Ouvi uma reportagem interessante no podcast de notícias UOL (Episódio #74 do UOL Prime), sobre a apuração que o Ministério Público de São Paulo (MP-SP) está realizando ao investigar a concessão de subsídios pela Prefeitura de São Paulo para a construção de quase 240 mil apartamentos do tipo HIS 2 (Habitação de Interesse Social faixa 2), destinados a famílias com renda entre três e seis salários mínimos. A suspeita é que parte dessas unidades, muitas delas studios de 25 a 40 m² localizados em bairros nobres como Itaim Bibi e Pinheiros, foi adquirida por pessoas de classe média alta ou investidores, que utilizam os imóveis para aluguel por plataformas como o Airbnb, contrariando a finalidade social do programa. A apuração aponta falhas graves na fiscalização da Prefeitura, que não teria controlado adequadamente o perfil socioeconômico dos compradores, permitindo que imóveis subsidiados fossem comercializados com valores de até R$ 19 mil por metro quadrado. Há indícios de fraudes, como compras feitas em nome de terceiros para burlar a exigência de renda. Se confirmadas as irregularidades, as construtoras podem ser obrigadas a devolver os benefícios fiscais recebidos e pagar multas pesadas. Enquanto isso, a Secretaria Municipal de Habitação afirma ter criado novas regras para aprimorar a fiscalização e notificou 48 empreendimentos para apresentar comprovação de renda dos compradores, enquanto a Procuradoria Geral do Município diz ainda não ter sido formalmente notificada sobre o inquérito.

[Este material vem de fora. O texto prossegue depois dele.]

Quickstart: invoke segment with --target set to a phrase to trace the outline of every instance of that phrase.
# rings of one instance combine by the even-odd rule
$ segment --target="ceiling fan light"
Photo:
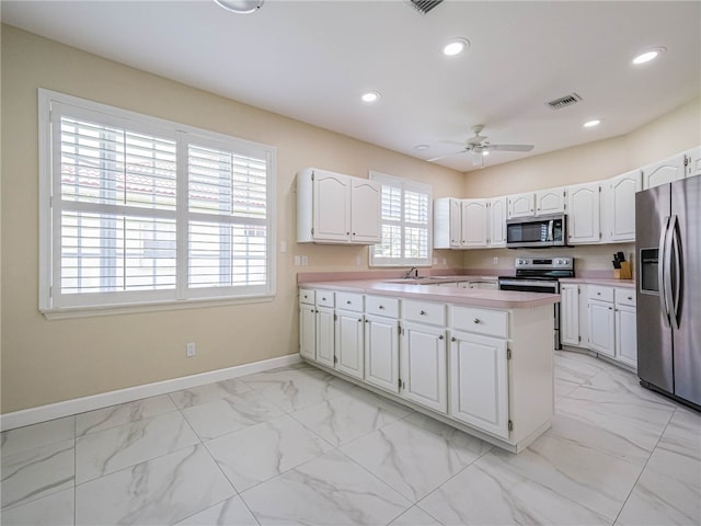
[[[250,14],[261,9],[263,1],[264,0],[215,0],[215,3],[232,13]]]
[[[467,38],[452,38],[443,47],[443,54],[448,57],[455,57],[460,55],[468,47],[470,47],[470,41]]]

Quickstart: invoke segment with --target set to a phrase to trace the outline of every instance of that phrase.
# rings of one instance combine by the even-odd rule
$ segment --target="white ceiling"
[[[210,0],[1,9],[10,25],[420,159],[460,150],[446,141],[476,124],[492,142],[536,146],[485,165],[614,137],[701,92],[699,1],[447,0],[425,15],[405,0],[265,0],[248,15]],[[456,36],[469,52],[443,56]],[[659,59],[631,65],[656,46]],[[379,102],[361,103],[366,90]],[[582,102],[545,105],[571,92]],[[438,163],[472,169],[470,155]]]

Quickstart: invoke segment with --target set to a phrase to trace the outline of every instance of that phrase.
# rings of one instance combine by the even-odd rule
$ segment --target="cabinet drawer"
[[[317,290],[310,290],[309,288],[300,288],[299,289],[299,302],[314,305],[317,300],[315,296]]]
[[[399,299],[382,298],[380,296],[365,297],[365,311],[368,315],[387,316],[399,318]]]
[[[318,307],[333,307],[333,291],[332,290],[317,290],[317,306]]]
[[[616,293],[616,305],[628,305],[630,307],[635,307],[635,289],[634,288],[617,288]]]
[[[599,301],[613,302],[613,288],[601,287],[598,285],[589,285],[589,299],[598,299]]]
[[[336,293],[336,308],[363,312],[363,295],[355,293]]]
[[[444,327],[446,324],[446,306],[428,301],[402,301],[402,319]]]
[[[508,338],[508,312],[450,306],[450,327],[460,331]]]

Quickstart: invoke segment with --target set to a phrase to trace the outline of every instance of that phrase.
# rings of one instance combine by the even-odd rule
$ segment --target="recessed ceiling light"
[[[455,57],[456,55],[460,55],[468,47],[470,47],[470,41],[467,38],[451,38],[443,47],[443,54],[449,57]]]
[[[377,91],[366,91],[360,95],[363,102],[377,102],[380,98],[380,94]]]
[[[261,9],[263,0],[215,0],[215,3],[232,13],[249,14]]]
[[[664,47],[655,47],[653,49],[647,49],[645,53],[641,53],[633,59],[634,65],[641,65],[645,62],[650,62],[651,60],[657,58],[659,55],[665,53],[667,49]]]

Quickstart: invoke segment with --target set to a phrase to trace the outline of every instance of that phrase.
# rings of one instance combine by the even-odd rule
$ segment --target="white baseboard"
[[[74,398],[64,402],[39,405],[38,408],[24,409],[12,413],[0,414],[0,430],[8,431],[24,425],[37,424],[48,420],[70,416],[71,414],[94,411],[108,408],[118,403],[133,402],[142,398],[156,397],[168,392],[191,389],[193,387],[211,384],[214,381],[228,380],[240,376],[252,375],[263,370],[285,367],[301,362],[299,354],[288,354],[278,358],[263,359],[252,364],[237,365],[226,369],[210,370],[198,375],[173,378],[171,380],[156,381],[142,386],[128,387],[116,391],[101,392],[90,397]]]

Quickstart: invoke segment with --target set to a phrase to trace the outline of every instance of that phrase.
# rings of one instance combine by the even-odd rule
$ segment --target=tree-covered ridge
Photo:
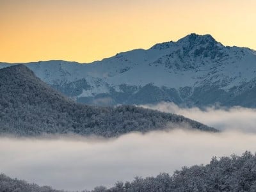
[[[0,191],[60,192],[50,187],[40,187],[25,181],[0,175]],[[256,154],[245,152],[220,159],[212,157],[210,163],[184,167],[172,176],[161,173],[156,177],[136,177],[132,182],[118,182],[110,189],[96,187],[83,192],[241,192],[256,191]]]
[[[49,186],[40,187],[35,184],[29,184],[24,180],[11,179],[0,174],[1,192],[64,192],[52,189]]]
[[[104,137],[145,132],[183,125],[215,129],[182,116],[121,106],[95,107],[77,104],[35,77],[22,65],[0,70],[0,133],[95,134]]]
[[[205,166],[184,167],[172,176],[161,173],[156,177],[135,178],[131,182],[118,182],[107,189],[97,187],[91,192],[218,192],[256,191],[256,154],[244,152],[220,159],[213,157]]]

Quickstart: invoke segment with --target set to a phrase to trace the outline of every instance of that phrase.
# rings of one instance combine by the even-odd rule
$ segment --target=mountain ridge
[[[112,138],[184,125],[196,130],[218,131],[182,116],[132,106],[110,108],[77,104],[42,81],[24,65],[1,69],[0,88],[1,134],[75,134]]]
[[[191,33],[177,42],[120,52],[91,63],[56,60],[26,65],[43,81],[83,103],[169,101],[189,107],[220,104],[256,108],[255,52],[224,46],[210,35]],[[0,68],[10,65],[2,63]],[[248,84],[253,88],[244,90]],[[239,99],[246,92],[252,95],[249,102]]]

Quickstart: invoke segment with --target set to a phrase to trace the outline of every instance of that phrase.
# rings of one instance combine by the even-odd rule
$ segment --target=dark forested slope
[[[182,116],[132,106],[76,103],[54,90],[22,65],[0,70],[0,132],[22,136],[75,133],[112,137],[174,127],[216,130]]]

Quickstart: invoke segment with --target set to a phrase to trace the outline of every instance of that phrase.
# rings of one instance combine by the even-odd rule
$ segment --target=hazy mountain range
[[[0,70],[0,133],[78,134],[113,137],[188,127],[216,131],[182,116],[132,106],[89,106],[63,96],[23,65]]]
[[[24,63],[52,87],[79,102],[98,105],[173,102],[256,107],[256,52],[224,46],[211,35],[136,49],[92,63]],[[1,63],[0,68],[12,64]]]

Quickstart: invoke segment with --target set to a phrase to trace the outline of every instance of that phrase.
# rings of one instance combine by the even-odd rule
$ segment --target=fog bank
[[[207,164],[212,156],[256,152],[256,110],[243,108],[179,108],[144,106],[184,115],[223,131],[175,129],[131,133],[117,139],[81,136],[0,138],[0,172],[39,185],[67,190],[112,186],[135,176],[172,174],[184,166]],[[183,128],[183,127],[180,127]]]
[[[111,186],[136,176],[171,174],[183,166],[208,163],[214,156],[256,151],[256,134],[173,130],[145,135],[129,134],[116,140],[0,139],[0,170],[7,175],[81,190]]]
[[[182,115],[219,130],[240,131],[256,133],[256,109],[241,107],[230,108],[209,107],[205,110],[198,108],[182,108],[172,102],[156,105],[142,105],[145,108]]]

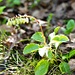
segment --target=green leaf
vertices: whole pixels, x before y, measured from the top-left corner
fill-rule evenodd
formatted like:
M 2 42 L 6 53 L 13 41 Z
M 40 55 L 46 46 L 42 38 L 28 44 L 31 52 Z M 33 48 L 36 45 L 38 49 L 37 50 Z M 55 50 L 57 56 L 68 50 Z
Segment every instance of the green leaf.
M 13 4 L 15 4 L 15 5 L 20 5 L 20 0 L 13 0 Z
M 69 53 L 69 58 L 71 58 L 72 56 L 75 56 L 75 50 L 71 50 Z
M 62 56 L 62 60 L 65 60 L 65 59 L 68 60 L 68 54 L 64 54 L 64 55 Z
M 74 29 L 74 26 L 75 26 L 74 20 L 72 20 L 72 19 L 69 20 L 67 25 L 66 25 L 66 33 L 67 34 L 71 33 L 73 31 L 73 29 Z
M 53 41 L 57 41 L 57 42 L 63 43 L 63 42 L 69 41 L 69 39 L 68 39 L 67 36 L 65 36 L 63 34 L 60 34 L 60 35 L 54 36 Z
M 60 26 L 58 26 L 54 29 L 55 34 L 59 31 L 59 29 L 60 29 Z
M 59 64 L 59 68 L 60 68 L 60 71 L 62 72 L 62 74 L 64 74 L 64 73 L 70 74 L 71 73 L 70 72 L 70 66 L 66 62 L 61 62 Z
M 6 8 L 5 6 L 0 6 L 0 14 L 3 13 L 3 10 L 4 10 L 5 8 Z
M 32 35 L 31 38 L 38 42 L 44 42 L 44 37 L 42 32 L 36 32 L 35 34 Z
M 30 43 L 27 46 L 25 46 L 23 50 L 23 54 L 28 54 L 34 51 L 37 51 L 39 49 L 38 44 Z
M 45 75 L 48 71 L 49 62 L 48 60 L 42 59 L 38 62 L 35 67 L 35 75 Z
M 53 58 L 53 53 L 51 50 L 48 50 L 48 52 L 46 53 L 46 56 L 51 60 Z

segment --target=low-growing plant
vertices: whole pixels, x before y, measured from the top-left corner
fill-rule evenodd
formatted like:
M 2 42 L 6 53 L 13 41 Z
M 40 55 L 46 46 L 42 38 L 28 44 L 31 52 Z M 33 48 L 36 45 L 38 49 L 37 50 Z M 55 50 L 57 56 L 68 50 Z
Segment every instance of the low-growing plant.
M 65 34 L 70 34 L 74 30 L 74 27 L 75 27 L 75 22 L 74 20 L 71 19 L 68 21 L 66 28 L 61 28 L 61 29 Z
M 58 47 L 60 44 L 69 41 L 68 37 L 64 34 L 57 34 L 60 27 L 56 27 L 53 33 L 49 34 L 49 43 L 46 42 L 46 37 L 44 35 L 41 22 L 38 19 L 28 16 L 20 15 L 8 20 L 7 25 L 19 26 L 19 24 L 25 24 L 29 22 L 37 22 L 41 31 L 35 32 L 31 36 L 31 43 L 24 47 L 23 54 L 29 54 L 32 52 L 37 52 L 42 57 L 35 67 L 35 75 L 45 75 L 50 71 L 51 66 L 55 66 L 61 71 L 62 74 L 70 74 L 70 67 L 65 60 L 62 59 L 62 53 L 59 51 Z M 37 43 L 36 43 L 37 42 Z

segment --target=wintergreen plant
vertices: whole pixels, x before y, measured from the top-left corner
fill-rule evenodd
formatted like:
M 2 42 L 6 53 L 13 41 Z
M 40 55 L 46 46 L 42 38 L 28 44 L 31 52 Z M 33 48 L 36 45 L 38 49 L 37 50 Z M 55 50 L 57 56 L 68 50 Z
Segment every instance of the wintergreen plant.
M 38 51 L 42 59 L 37 63 L 35 67 L 35 75 L 45 75 L 47 74 L 51 64 L 55 64 L 60 60 L 59 69 L 64 73 L 70 74 L 70 67 L 67 62 L 63 61 L 58 54 L 58 47 L 60 44 L 69 41 L 68 37 L 64 34 L 57 34 L 60 27 L 56 27 L 53 33 L 49 34 L 49 43 L 46 42 L 46 37 L 42 29 L 41 23 L 34 17 L 28 15 L 20 15 L 15 18 L 8 20 L 7 25 L 17 26 L 19 24 L 29 23 L 29 21 L 36 21 L 41 28 L 41 32 L 35 32 L 31 36 L 31 40 L 36 41 L 37 43 L 29 43 L 24 47 L 23 54 L 29 54 L 32 52 Z M 66 66 L 66 67 L 64 67 Z
M 66 28 L 61 28 L 61 29 L 65 34 L 70 34 L 74 30 L 74 27 L 75 27 L 75 22 L 74 20 L 71 19 L 68 21 Z
M 3 13 L 3 10 L 6 8 L 6 6 L 0 6 L 0 14 Z

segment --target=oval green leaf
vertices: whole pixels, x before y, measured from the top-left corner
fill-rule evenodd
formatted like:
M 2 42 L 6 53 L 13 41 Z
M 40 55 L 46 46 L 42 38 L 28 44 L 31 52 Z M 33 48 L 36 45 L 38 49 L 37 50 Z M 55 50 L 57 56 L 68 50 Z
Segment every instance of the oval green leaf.
M 44 37 L 42 32 L 36 32 L 35 34 L 32 35 L 31 38 L 38 42 L 44 42 Z
M 60 43 L 63 43 L 63 42 L 67 42 L 69 41 L 68 37 L 63 35 L 63 34 L 60 34 L 60 35 L 56 35 L 54 38 L 53 38 L 53 41 L 57 41 L 57 42 L 60 42 Z
M 55 34 L 58 33 L 59 29 L 60 29 L 60 26 L 58 26 L 54 29 Z
M 48 60 L 42 59 L 38 62 L 35 67 L 35 75 L 45 75 L 48 71 L 49 62 Z
M 75 56 L 75 50 L 71 50 L 70 53 L 69 53 L 69 58 Z
M 23 54 L 28 54 L 34 51 L 37 51 L 39 49 L 38 44 L 30 43 L 27 46 L 25 46 L 23 50 Z
M 60 71 L 62 72 L 62 74 L 64 74 L 64 73 L 70 74 L 70 73 L 71 73 L 71 72 L 70 72 L 70 66 L 69 66 L 69 64 L 66 63 L 66 62 L 61 62 L 61 63 L 59 64 L 59 68 L 60 68 Z

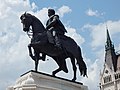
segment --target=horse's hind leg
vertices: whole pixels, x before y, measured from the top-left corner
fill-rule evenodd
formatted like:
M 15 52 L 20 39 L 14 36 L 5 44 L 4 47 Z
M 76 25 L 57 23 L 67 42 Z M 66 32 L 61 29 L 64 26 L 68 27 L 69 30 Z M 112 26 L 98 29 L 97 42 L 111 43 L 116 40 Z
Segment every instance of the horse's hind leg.
M 58 73 L 59 71 L 61 71 L 61 68 L 56 69 L 55 71 L 52 72 L 52 75 L 55 76 L 56 73 Z
M 77 67 L 75 65 L 75 58 L 72 56 L 72 57 L 70 57 L 70 59 L 71 59 L 71 63 L 73 66 L 73 71 L 74 71 L 74 77 L 73 77 L 72 81 L 75 81 L 76 80 L 76 71 L 77 71 Z

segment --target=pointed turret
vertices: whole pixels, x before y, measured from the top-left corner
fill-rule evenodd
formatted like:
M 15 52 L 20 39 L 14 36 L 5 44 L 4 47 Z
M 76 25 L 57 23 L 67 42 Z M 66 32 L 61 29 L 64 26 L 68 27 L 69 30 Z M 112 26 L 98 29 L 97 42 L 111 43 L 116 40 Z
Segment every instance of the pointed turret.
M 109 35 L 108 29 L 107 29 L 107 41 L 106 41 L 105 49 L 106 49 L 106 50 L 114 49 L 114 45 L 112 44 L 112 41 L 111 41 L 111 39 L 110 39 L 110 35 Z
M 115 54 L 114 45 L 112 44 L 108 29 L 107 29 L 107 41 L 105 45 L 105 50 L 106 50 L 106 54 L 105 54 L 106 65 L 111 70 L 116 71 L 116 63 L 117 63 L 116 54 Z

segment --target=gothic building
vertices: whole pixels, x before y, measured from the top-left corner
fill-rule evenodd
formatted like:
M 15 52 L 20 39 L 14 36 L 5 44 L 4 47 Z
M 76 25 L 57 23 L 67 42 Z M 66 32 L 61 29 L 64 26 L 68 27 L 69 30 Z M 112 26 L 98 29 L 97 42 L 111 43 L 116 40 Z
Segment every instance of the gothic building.
M 120 90 L 120 54 L 117 54 L 107 29 L 105 63 L 100 74 L 100 90 Z

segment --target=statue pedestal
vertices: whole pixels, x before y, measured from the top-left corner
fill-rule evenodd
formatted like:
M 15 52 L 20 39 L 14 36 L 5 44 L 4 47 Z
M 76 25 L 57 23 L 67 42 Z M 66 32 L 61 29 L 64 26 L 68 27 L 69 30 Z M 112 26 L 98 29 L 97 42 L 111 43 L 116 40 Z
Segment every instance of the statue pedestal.
M 8 87 L 7 90 L 88 90 L 88 88 L 79 82 L 29 71 L 18 78 L 15 85 Z

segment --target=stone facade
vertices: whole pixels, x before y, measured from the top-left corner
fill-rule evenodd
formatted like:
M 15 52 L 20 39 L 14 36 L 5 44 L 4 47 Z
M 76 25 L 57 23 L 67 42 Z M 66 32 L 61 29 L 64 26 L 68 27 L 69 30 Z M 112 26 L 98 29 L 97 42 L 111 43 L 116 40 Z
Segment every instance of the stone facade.
M 7 90 L 88 90 L 88 87 L 79 82 L 29 71 L 22 75 L 15 85 L 9 86 Z
M 105 50 L 104 69 L 100 74 L 100 90 L 120 90 L 120 54 L 115 52 L 108 30 Z

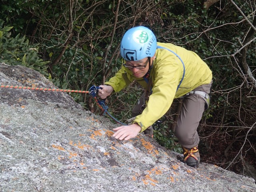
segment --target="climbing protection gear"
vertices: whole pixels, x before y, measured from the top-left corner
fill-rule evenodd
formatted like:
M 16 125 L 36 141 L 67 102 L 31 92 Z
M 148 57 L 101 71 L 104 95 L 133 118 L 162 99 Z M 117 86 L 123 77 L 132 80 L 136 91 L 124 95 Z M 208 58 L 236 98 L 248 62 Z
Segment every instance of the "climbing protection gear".
M 130 28 L 124 35 L 120 53 L 126 60 L 138 61 L 153 57 L 156 50 L 156 38 L 148 28 L 139 26 Z
M 31 90 L 37 90 L 39 91 L 57 91 L 60 92 L 71 92 L 74 93 L 89 93 L 91 96 L 93 97 L 96 101 L 98 105 L 100 108 L 104 111 L 104 115 L 105 115 L 106 113 L 110 117 L 111 117 L 113 120 L 116 121 L 117 123 L 123 125 L 126 125 L 126 124 L 122 123 L 120 122 L 114 117 L 112 116 L 108 111 L 108 107 L 105 104 L 105 100 L 98 100 L 97 98 L 96 94 L 98 93 L 99 89 L 102 89 L 102 88 L 100 87 L 97 87 L 95 86 L 92 86 L 89 90 L 89 91 L 80 91 L 78 90 L 70 90 L 66 89 L 52 89 L 48 88 L 42 88 L 38 87 L 24 87 L 22 86 L 13 86 L 9 85 L 1 85 L 0 86 L 0 88 L 13 88 L 15 89 L 28 89 Z
M 182 147 L 184 161 L 187 165 L 191 167 L 195 167 L 200 162 L 200 154 L 197 146 L 190 149 L 187 149 Z

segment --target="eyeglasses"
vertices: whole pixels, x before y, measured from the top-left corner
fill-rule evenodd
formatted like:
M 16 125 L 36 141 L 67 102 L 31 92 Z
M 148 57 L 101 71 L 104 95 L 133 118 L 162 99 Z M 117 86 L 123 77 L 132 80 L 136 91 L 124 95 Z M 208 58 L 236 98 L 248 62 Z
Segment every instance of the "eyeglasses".
M 122 61 L 122 65 L 124 66 L 125 67 L 127 67 L 129 69 L 132 69 L 134 68 L 135 68 L 137 69 L 142 69 L 146 68 L 146 67 L 147 66 L 147 65 L 148 64 L 148 63 L 149 61 L 149 59 L 148 58 L 148 60 L 146 61 L 146 62 L 144 63 L 143 65 L 136 65 L 136 66 L 134 66 L 133 65 L 126 65 L 125 63 L 124 63 L 124 60 L 123 59 Z

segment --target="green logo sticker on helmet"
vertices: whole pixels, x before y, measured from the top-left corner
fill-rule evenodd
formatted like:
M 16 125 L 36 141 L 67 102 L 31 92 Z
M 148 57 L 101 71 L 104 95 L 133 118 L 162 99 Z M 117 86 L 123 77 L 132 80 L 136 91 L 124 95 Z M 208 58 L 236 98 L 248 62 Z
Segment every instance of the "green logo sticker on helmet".
M 133 34 L 133 39 L 138 43 L 145 43 L 148 41 L 148 34 L 144 31 L 138 30 Z

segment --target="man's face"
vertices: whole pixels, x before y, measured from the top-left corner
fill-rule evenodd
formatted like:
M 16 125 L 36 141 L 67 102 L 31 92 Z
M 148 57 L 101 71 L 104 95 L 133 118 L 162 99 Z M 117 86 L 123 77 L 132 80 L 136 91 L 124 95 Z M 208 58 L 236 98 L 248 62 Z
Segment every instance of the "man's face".
M 150 63 L 152 63 L 152 59 L 150 58 Z M 136 78 L 143 77 L 148 71 L 149 68 L 148 58 L 146 57 L 138 61 L 128 61 L 126 60 L 125 66 L 128 68 Z

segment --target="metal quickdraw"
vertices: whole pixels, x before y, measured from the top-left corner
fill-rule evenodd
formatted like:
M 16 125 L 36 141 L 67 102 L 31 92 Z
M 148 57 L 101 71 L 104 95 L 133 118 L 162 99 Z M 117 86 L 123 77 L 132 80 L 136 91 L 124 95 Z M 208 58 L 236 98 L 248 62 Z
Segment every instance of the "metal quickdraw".
M 102 89 L 102 88 L 100 87 L 97 87 L 95 86 L 92 86 L 89 90 L 89 94 L 96 101 L 98 105 L 99 106 L 100 108 L 102 109 L 103 111 L 104 111 L 104 113 L 103 114 L 103 115 L 105 115 L 105 114 L 106 113 L 113 120 L 114 120 L 116 122 L 119 124 L 121 124 L 123 125 L 127 125 L 126 124 L 122 123 L 122 122 L 118 121 L 117 119 L 113 117 L 110 114 L 108 111 L 108 107 L 105 104 L 105 101 L 106 100 L 105 99 L 103 100 L 98 100 L 97 98 L 97 94 L 98 94 L 99 89 Z

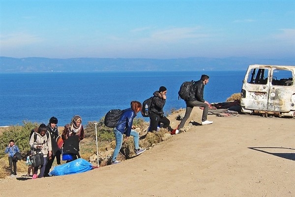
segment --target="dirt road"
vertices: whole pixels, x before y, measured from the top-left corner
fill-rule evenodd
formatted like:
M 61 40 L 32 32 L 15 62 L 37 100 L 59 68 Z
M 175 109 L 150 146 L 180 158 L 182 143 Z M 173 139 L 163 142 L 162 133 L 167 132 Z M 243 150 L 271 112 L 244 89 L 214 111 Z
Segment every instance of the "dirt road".
M 201 126 L 201 112 L 188 132 L 142 155 L 81 174 L 5 179 L 0 196 L 295 197 L 295 118 L 209 115 L 214 123 Z

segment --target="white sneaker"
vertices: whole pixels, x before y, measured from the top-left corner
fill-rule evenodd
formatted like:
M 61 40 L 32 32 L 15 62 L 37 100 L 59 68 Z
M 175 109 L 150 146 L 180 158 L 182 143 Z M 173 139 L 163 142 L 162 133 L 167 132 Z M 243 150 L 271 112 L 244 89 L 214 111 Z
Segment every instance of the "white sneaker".
M 208 120 L 206 120 L 205 121 L 202 121 L 202 125 L 209 125 L 210 124 L 213 123 L 213 121 L 209 121 Z

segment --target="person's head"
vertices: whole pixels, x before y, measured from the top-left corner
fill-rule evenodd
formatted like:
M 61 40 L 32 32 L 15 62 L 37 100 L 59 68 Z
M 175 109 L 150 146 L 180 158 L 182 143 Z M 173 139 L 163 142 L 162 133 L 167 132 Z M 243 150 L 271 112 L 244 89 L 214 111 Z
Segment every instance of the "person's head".
M 47 127 L 45 124 L 41 124 L 38 128 L 38 133 L 41 136 L 44 136 L 46 134 L 47 131 Z
M 204 85 L 206 85 L 209 82 L 209 76 L 206 74 L 202 74 L 201 76 L 201 80 L 203 81 Z
M 72 124 L 77 128 L 79 127 L 81 124 L 82 124 L 82 119 L 78 115 L 74 116 L 73 118 L 72 118 Z
M 142 106 L 140 102 L 136 100 L 133 100 L 130 103 L 131 109 L 136 113 L 140 112 L 142 108 Z
M 55 126 L 58 124 L 58 122 L 59 120 L 58 119 L 54 116 L 52 117 L 49 119 L 49 124 L 50 124 L 50 126 L 52 128 L 54 128 Z
M 12 146 L 14 145 L 14 140 L 13 139 L 10 139 L 9 141 L 9 145 L 10 146 Z
M 165 86 L 161 86 L 160 88 L 159 88 L 159 93 L 166 93 L 167 92 L 167 89 Z

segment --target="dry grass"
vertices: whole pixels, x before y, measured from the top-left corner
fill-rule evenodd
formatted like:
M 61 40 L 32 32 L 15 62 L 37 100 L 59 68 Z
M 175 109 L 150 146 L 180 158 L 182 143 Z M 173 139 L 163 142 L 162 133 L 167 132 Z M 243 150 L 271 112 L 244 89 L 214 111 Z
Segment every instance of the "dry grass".
M 3 157 L 0 159 L 0 178 L 5 178 L 10 175 L 9 171 L 9 164 L 8 163 L 8 156 Z M 17 173 L 25 173 L 28 170 L 28 166 L 24 161 L 19 161 L 17 164 Z
M 235 93 L 232 95 L 230 97 L 226 99 L 227 101 L 233 101 L 236 100 L 240 100 L 241 99 L 240 93 Z

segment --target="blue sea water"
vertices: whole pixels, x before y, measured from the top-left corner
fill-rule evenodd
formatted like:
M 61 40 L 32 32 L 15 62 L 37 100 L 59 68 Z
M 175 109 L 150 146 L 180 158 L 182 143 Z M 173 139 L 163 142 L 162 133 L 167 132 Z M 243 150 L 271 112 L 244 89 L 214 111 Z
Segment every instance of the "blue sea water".
M 63 126 L 75 115 L 80 115 L 86 125 L 98 121 L 110 109 L 129 107 L 132 100 L 143 102 L 161 86 L 168 89 L 165 112 L 185 108 L 184 101 L 178 99 L 180 85 L 198 80 L 202 74 L 210 76 L 204 97 L 211 103 L 225 101 L 240 92 L 245 72 L 2 73 L 0 126 L 22 125 L 23 121 L 47 124 L 52 116 Z

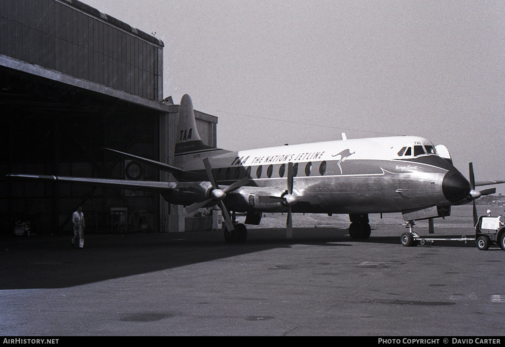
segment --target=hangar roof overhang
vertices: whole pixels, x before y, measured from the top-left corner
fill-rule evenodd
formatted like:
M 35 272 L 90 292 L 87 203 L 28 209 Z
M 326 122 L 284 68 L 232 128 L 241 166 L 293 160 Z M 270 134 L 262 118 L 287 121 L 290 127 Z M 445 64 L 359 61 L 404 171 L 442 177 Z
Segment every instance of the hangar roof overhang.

Outro efeito preocupante é o apagamento de comunidades tradicionais e vulneráveis. Comunidades que vivem há décadas em zonas hoje valorizadas correm o risco de remoção. Regularizações prometidas não saem do papel. Projetos de requalificação urbana, na prática, tornam-se projetos de expulsão.
A lei fala em sustentabilidade, mas muitas vezes o que vemos é “greenwashing”. Pequenas exigências de área permeável por lote viraram o álibi ambiental. Não há diretrizes efetivas para combate às ilhas de calor urbanas. A permeabilidade urbana ainda é insuficiente para enfrentar os problemas de enchentes e escoamento.
Uma lei de zoneamento só funciona com fiscalização efetiva, e esse é um dos calcanhares de Aquiles da Lei 16.402/16. Obras fora dos parâmetros seguem ocorrendo. A fiscalização de uso e ocupação do solo é falha. A lógica de “aplicar primeiro, regularizar depois” continua prevalecendo.
E há ainda o que ficou de fora: diretrizes claras para enfrentamento das mudanças climáticas; normas mais rígidas para evitar despejos forçados; regras de incentivo real à habitação social nas zonas mais valorizadas; e integração mais forte entre zoneamento e políticas de saúde, educação e mobilidade urbana.
A Lei 16.402/16, apesar de avanços pontuais, é mais um capítulo da longa história de planejamento urbano excludente em São Paulo. O discurso oficial fala em inclusão e sustentabilidade, mas a aplicação prática tem favorecido o capital imobiliário e mantido as desigualdades territoriais.
Se quisermos, de fato, construir uma cidade mais justa, será preciso ir além de ajustes pontuais. Precisamos de um debate profundo sobre direito à cidade, com mais participação popular, mais fiscalização e, acima de tudo, mais coragem política para enfrentar os interesses econômicos que moldam a paisagem urbana.
Diante de tudo isso, ficam algumas perguntas:
A nova lei realmente combateu a segregação espacial ou apenas a redesenhou?
Como garantir que os instrumentos urbanísticos atendam a quem mais precisa e não ao capital especulativo?
A implementação das ZEIS tem sido efetiva ou apenas simbólica?
Por que a fiscalização urbanística segue tão frágil em São Paulo?
Como evitar que a densificação incentive ainda mais a gentrificação?